If you have spare money every month, you can choose a fixed investment fund, with a monthly minimum of 200 yuan and a maximum of 50,000 yuan.
There are two ways to charge the fund: first, the front-end charge, which is the default, that is, the handling fee will be paid in proportion when buying every month, which increases the cost of fixed investment. The handling fee is 1.5% if you buy it at the bank counter, 60-20% if you buy it online, and the minimum handling fee is 40% if you buy it at the fund company website. There is a redemption fee ranging from 0.25% to 0.5% at the time of redemption. There is also a back-end charge, that is, there is no handling fee when you buy it every month, but you can redeem it when it reaches the time specified by the fund company (ranging from 3 years to 10 years), and there is no handling fee, which can save a lot of handling fees in the long run.

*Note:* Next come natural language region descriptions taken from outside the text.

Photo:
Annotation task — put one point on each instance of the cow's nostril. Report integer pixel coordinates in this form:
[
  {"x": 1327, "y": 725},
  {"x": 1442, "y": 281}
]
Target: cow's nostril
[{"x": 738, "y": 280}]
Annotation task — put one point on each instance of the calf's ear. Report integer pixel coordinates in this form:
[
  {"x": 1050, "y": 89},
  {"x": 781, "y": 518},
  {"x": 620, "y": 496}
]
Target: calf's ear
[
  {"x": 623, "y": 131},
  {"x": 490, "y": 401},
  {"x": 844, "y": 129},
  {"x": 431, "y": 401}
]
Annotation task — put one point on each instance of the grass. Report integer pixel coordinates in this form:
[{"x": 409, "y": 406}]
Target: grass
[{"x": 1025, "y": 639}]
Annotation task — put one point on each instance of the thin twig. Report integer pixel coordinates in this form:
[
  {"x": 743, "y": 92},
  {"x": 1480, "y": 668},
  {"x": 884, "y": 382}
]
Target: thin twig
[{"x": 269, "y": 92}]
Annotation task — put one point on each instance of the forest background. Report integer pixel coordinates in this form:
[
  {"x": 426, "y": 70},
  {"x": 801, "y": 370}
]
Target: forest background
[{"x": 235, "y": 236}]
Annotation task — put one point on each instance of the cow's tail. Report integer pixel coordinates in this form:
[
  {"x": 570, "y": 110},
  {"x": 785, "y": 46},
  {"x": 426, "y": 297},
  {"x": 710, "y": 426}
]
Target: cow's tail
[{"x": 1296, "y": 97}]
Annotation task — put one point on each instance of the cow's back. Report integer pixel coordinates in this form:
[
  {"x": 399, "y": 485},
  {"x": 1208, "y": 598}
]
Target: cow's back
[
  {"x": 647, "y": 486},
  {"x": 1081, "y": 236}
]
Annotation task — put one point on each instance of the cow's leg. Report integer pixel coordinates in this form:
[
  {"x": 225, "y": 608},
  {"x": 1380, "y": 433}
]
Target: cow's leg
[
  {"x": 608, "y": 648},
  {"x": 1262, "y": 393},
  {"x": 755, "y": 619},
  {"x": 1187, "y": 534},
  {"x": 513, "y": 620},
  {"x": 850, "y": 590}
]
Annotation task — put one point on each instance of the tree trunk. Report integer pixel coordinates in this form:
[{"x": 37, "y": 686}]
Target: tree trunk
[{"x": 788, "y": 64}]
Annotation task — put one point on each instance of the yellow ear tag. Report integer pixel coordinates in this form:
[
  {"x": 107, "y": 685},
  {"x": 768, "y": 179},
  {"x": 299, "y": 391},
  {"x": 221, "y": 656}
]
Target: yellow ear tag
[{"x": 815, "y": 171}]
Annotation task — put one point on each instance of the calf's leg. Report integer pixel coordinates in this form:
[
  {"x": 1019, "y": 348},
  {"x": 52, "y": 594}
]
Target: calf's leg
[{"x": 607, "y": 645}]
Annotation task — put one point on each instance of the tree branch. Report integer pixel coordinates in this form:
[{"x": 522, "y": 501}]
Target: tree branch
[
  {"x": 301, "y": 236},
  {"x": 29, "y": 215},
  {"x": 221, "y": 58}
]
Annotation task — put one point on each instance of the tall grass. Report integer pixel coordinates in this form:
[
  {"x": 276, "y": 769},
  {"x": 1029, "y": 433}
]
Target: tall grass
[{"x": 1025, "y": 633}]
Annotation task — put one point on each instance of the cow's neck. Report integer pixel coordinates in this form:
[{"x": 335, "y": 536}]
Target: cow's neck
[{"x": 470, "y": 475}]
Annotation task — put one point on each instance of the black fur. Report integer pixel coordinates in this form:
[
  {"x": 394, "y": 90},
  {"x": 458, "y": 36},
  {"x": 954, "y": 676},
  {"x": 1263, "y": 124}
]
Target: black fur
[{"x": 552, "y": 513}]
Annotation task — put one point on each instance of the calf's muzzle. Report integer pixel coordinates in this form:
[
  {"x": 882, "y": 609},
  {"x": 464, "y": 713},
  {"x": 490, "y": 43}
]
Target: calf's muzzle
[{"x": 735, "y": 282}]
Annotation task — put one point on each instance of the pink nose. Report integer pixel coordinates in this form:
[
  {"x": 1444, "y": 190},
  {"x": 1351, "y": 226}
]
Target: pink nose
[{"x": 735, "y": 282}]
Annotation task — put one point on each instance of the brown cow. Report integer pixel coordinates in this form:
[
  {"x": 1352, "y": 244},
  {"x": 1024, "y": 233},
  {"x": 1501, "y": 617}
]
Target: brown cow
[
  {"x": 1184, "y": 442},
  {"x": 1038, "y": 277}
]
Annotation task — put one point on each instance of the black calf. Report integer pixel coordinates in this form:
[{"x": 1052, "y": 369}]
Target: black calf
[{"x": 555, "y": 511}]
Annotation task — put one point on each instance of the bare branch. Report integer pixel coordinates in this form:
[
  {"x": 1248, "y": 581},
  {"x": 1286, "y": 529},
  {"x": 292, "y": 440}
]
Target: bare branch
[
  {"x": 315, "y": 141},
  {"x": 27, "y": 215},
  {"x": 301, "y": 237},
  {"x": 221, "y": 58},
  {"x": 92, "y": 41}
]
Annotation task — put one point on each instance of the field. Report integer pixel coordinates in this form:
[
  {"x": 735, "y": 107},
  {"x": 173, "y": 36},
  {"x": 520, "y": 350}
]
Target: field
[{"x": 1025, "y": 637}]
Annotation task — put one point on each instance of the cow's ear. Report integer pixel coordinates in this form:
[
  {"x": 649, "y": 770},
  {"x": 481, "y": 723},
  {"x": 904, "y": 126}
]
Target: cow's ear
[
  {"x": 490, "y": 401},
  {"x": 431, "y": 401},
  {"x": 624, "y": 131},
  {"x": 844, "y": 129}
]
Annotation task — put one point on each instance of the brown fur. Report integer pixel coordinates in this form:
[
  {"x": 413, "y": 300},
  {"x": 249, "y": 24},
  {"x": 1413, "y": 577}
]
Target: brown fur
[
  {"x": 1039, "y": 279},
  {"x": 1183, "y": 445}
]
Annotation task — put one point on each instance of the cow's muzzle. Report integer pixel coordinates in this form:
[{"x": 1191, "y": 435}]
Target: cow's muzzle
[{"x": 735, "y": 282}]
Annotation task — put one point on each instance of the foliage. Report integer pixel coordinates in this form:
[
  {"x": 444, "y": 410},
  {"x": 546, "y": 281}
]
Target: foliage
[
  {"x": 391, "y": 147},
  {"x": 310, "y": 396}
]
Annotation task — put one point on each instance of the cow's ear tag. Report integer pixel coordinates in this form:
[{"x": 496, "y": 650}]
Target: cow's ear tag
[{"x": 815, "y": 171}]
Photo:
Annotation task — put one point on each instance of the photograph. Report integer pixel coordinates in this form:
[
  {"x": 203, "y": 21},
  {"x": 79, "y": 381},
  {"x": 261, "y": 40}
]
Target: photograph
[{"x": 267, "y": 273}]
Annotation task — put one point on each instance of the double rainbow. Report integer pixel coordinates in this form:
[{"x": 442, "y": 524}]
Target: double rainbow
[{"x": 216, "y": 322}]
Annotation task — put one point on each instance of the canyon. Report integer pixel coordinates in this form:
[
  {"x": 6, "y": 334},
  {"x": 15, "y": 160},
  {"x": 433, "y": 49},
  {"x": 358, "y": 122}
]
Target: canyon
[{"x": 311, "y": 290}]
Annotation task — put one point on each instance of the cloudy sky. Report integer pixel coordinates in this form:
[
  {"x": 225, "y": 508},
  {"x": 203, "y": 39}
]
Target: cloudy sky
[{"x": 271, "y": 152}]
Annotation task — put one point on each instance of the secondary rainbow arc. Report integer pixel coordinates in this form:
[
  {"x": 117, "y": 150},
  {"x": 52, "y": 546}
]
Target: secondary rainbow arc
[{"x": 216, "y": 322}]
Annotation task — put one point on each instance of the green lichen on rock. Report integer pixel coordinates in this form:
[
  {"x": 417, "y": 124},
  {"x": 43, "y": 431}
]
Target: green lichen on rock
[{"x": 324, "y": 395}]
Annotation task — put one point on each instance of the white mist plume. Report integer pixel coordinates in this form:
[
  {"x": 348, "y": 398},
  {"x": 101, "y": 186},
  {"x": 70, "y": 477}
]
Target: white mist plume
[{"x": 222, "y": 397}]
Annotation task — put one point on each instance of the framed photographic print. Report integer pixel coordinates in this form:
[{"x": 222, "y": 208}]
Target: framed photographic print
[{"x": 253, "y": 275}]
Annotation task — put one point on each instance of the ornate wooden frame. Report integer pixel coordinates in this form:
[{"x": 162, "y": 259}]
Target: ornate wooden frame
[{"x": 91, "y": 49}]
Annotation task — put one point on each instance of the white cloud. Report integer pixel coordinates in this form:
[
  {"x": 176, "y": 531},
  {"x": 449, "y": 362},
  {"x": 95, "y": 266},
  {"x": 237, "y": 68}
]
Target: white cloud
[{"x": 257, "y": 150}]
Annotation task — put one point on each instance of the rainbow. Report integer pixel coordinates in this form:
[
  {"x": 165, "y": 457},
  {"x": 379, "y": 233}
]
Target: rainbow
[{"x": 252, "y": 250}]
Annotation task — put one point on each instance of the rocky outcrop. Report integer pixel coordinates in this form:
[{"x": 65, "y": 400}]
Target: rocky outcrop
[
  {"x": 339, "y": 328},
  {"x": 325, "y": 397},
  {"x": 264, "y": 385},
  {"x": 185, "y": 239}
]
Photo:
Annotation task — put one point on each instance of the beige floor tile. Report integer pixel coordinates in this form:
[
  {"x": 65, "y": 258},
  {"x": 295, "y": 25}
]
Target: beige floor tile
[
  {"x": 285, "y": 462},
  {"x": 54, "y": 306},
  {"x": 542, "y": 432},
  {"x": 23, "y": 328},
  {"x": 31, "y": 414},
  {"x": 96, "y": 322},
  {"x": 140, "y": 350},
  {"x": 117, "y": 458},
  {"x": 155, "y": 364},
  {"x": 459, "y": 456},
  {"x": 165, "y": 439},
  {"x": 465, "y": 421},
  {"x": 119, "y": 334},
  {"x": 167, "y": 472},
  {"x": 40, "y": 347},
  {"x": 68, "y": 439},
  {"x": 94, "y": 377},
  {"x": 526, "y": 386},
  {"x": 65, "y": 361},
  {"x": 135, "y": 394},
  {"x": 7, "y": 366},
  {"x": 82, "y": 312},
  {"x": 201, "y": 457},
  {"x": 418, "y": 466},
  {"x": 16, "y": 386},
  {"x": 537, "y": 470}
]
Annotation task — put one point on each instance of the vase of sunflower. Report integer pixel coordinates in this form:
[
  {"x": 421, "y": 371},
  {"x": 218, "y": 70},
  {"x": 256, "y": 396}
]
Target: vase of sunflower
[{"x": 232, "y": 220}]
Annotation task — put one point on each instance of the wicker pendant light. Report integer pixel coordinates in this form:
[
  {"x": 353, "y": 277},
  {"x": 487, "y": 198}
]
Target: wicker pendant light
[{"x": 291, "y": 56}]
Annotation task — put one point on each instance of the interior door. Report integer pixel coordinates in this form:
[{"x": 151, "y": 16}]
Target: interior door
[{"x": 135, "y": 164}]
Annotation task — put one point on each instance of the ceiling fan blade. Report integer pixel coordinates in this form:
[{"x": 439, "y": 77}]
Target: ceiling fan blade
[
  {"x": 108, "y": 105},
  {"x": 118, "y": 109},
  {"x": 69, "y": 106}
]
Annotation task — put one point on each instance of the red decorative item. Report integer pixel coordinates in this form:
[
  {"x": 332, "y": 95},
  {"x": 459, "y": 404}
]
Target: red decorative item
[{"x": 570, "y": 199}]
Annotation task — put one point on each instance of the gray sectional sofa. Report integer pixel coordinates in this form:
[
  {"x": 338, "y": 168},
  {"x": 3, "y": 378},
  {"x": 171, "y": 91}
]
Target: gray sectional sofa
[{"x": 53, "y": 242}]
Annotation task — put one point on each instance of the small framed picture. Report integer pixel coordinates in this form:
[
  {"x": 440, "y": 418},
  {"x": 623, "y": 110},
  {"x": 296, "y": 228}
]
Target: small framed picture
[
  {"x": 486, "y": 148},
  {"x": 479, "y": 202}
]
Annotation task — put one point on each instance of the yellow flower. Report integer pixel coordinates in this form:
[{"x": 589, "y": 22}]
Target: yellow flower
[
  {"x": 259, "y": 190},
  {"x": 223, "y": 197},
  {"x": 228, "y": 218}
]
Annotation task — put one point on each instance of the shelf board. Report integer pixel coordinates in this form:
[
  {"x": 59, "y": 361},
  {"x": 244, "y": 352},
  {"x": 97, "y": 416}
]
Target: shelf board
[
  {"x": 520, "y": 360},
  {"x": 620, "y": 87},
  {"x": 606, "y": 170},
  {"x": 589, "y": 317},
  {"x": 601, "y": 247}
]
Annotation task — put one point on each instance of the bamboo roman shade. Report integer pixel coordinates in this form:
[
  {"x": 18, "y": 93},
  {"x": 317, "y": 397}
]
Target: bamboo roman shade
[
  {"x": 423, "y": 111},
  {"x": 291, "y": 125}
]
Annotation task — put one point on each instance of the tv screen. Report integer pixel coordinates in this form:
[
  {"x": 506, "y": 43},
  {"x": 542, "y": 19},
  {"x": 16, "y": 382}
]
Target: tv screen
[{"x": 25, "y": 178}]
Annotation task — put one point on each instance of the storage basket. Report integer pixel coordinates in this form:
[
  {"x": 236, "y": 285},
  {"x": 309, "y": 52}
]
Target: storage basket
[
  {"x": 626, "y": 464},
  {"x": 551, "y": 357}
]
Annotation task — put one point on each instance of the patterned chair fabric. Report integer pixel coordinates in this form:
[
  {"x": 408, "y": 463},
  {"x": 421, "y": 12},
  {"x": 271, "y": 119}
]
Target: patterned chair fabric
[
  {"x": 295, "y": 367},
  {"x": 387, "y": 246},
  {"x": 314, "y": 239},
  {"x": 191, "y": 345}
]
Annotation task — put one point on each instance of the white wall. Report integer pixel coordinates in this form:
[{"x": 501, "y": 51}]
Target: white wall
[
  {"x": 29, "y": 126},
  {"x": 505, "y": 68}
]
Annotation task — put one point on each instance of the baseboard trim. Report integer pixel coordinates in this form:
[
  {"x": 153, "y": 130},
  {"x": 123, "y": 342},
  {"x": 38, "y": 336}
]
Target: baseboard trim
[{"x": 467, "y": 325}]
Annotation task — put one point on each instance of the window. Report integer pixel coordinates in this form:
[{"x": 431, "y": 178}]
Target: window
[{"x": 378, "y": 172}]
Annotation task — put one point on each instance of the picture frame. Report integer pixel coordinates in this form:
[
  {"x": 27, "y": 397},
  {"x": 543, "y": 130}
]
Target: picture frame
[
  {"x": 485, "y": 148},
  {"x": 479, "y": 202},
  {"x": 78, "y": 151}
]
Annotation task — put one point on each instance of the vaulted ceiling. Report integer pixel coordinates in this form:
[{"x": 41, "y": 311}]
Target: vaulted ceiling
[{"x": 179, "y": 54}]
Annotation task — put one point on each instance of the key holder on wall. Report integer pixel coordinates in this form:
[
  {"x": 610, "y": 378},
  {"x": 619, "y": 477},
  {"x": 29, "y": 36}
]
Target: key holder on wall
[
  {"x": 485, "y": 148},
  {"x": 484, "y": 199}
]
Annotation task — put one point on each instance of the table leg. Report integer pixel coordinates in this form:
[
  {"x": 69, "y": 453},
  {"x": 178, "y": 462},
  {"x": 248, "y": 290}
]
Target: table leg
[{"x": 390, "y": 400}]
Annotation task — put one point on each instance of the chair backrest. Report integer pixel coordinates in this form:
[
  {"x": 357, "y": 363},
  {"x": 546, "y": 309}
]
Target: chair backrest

Therefore, it is best to choose a fund with back-end charges for fixed investment funds. Not all funds have a back end.
Second, change the cash dividend into dividend reinvestment, so that if the fund company pays dividends, all cash will be automatically repurchased, and there is no handling fee for this part of the fund.
Third, if you have no money to make a fixed investment this month, or if the market rises very high and the fund price is very high, you can also stop investing for one or two months, which will not affect your future fixed investment, but don't stop investing for three months in a row. If the investment is stopped for three consecutive months, the fixed investment will automatically stop.
Fourth, when the stock market is in a bull market, funds also rise a lot. At this time, the investment can be appropriately reduced. If the stock market is in a bear market, you can appropriately increase investment and increase the fund share.
The above points have been mastered, and the fixed investment fund still has good returns.